Closing the gap in provincial contracting

June 24, 2016

A common discovery in improvement projects is that processes are flawed because we’ve become embedded in the historic way of doings things and we lose sight of the waste and defects that exist.

This was certainly the case when a team of health care professionals gathered with 3sHealth to focus on reducing defects in clinical engagement and reducing lead time in provincial contracting processes.

“The team has created a standard, replicable process that means stakeholders who participate on a provincial contract process know exactly what they’re signing up for before the process even begins,” said Jennifer Fetch, a co-lead of the improvement team.

Establishment of an Interdisciplinary Contract Oversight Committee (ICOC) with leadership from across the province is being recommended and will go to the Shared Services Oversight Committee for consideration.The improvement team anticipates this committee would help to ensure potential province-wide clinical contracts are prioritized based on solid data gained from environmental scans and market analysis. 3sHealth currently manages more than over 1900 contracts for health care goods and services on behalf of the entire health system, ensuring better quality products are available for use by all providers and to all our patients. Between 2010 and 2015, provincial contracting was able to find $97 million in savings by standardizing the quality and service agreements.

Today, each provincial contract can take as long as 570 days from start to finish. The improvement team has proposed a standard process which would reduce that time to a 174-day process that incorporates time for meaningful trials of products, equipment and supplies where appropriate.

The process also spells out clearly how physicians and clinicians can and should be engaged. In a typical process, a clinician would commit to an average of five meetings as part of a project team. That team would have a maximum of 14 members; currently, some committees can grow to an unmanageable 52 people.

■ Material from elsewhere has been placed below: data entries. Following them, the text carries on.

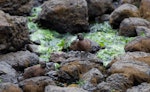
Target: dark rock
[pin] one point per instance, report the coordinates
(20, 60)
(18, 7)
(65, 16)
(144, 9)
(13, 32)
(138, 44)
(51, 88)
(137, 71)
(36, 84)
(33, 48)
(34, 71)
(91, 79)
(128, 26)
(144, 87)
(7, 73)
(99, 7)
(9, 87)
(134, 2)
(116, 83)
(82, 44)
(142, 31)
(122, 12)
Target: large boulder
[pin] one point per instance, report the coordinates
(115, 83)
(13, 32)
(99, 7)
(134, 2)
(138, 44)
(144, 87)
(144, 9)
(9, 87)
(20, 60)
(128, 26)
(65, 15)
(122, 12)
(36, 84)
(133, 67)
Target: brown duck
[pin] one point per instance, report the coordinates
(82, 44)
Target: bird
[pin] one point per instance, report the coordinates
(84, 44)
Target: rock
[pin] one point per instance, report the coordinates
(9, 87)
(51, 88)
(20, 60)
(7, 73)
(36, 84)
(122, 12)
(144, 9)
(144, 87)
(71, 72)
(115, 82)
(33, 48)
(17, 7)
(65, 16)
(91, 79)
(103, 18)
(34, 71)
(142, 31)
(63, 57)
(99, 7)
(137, 71)
(138, 44)
(134, 2)
(13, 32)
(82, 44)
(128, 26)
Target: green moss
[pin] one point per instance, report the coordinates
(52, 41)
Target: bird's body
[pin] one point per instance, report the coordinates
(82, 44)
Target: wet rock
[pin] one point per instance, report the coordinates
(9, 87)
(13, 32)
(34, 71)
(137, 71)
(99, 7)
(115, 82)
(17, 7)
(36, 84)
(71, 71)
(20, 60)
(65, 16)
(33, 48)
(7, 73)
(144, 9)
(103, 18)
(83, 44)
(122, 12)
(142, 31)
(51, 88)
(91, 79)
(144, 87)
(128, 56)
(134, 2)
(63, 58)
(58, 57)
(128, 26)
(138, 44)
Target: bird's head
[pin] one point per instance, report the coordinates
(80, 36)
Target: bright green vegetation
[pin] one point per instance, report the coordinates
(103, 34)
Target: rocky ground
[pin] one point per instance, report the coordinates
(74, 71)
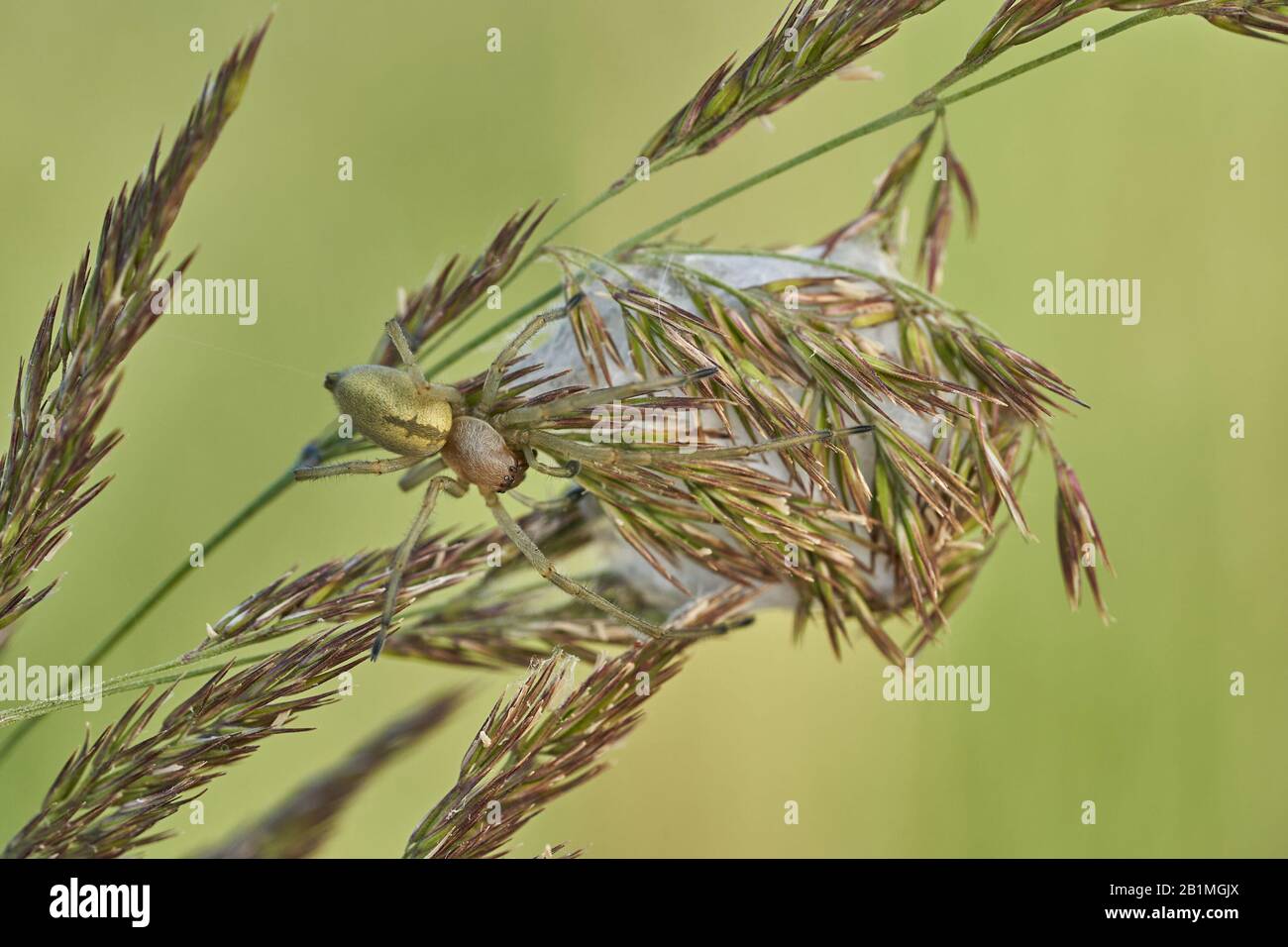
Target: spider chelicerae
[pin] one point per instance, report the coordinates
(400, 410)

Dr. David Campbell, Unified Head of Anesthesiology and an end user of contracted goods in Saskatoon Health Region, was a participant in the improvement project.

“One of the defects we looked at was that decisions on provincial contracts are being made by non-clinicians in the current state,” he said. “That means decisions are made by individuals who may be uninformed regarding the actual use of a product. The future state will ensure a much better informed process with clinician engagement throughout the process.”

Dr. Campbell said the highlight of the week was the team’s receptive approach.

“Thank you for listening,” he said at a team wrap up session. “I felt like I was heard and it was nice to know that somebody felt it was important enough that the clinician perspective needed to be heard.”

Dr. Werner Oberholzer, Director of Physician Leadership with the Saskatchewan Medical Association, called the experience “total enlightenment” to a very complex process.

“I had no idea what needed to happen before I could touch a cotton ball in the ER,” he said.

Robbie Peters, VP of Finance and Chief Financial Officer with the Regina Qu’Appelle Health Region, said the biggest difference ahead for this process is the ICOC.

“It will be really helpful,” he said. “This group will have decision-making authority in terms of what contracts we should look at provincially.”

The decision-making process will be streamlined and simplified, said Jim Crawford, director of the provincial linen service.

“Once implemented, this process empowers the right people to make the right decisions.”

The recommendations of the group will be tested in the coming weeks and months.

Ensuring a higher level of physician and clinician engagement will help the 3sHealth team support the health care system in ensuring the highest quality products, services, and equipment are available to care for patients and families.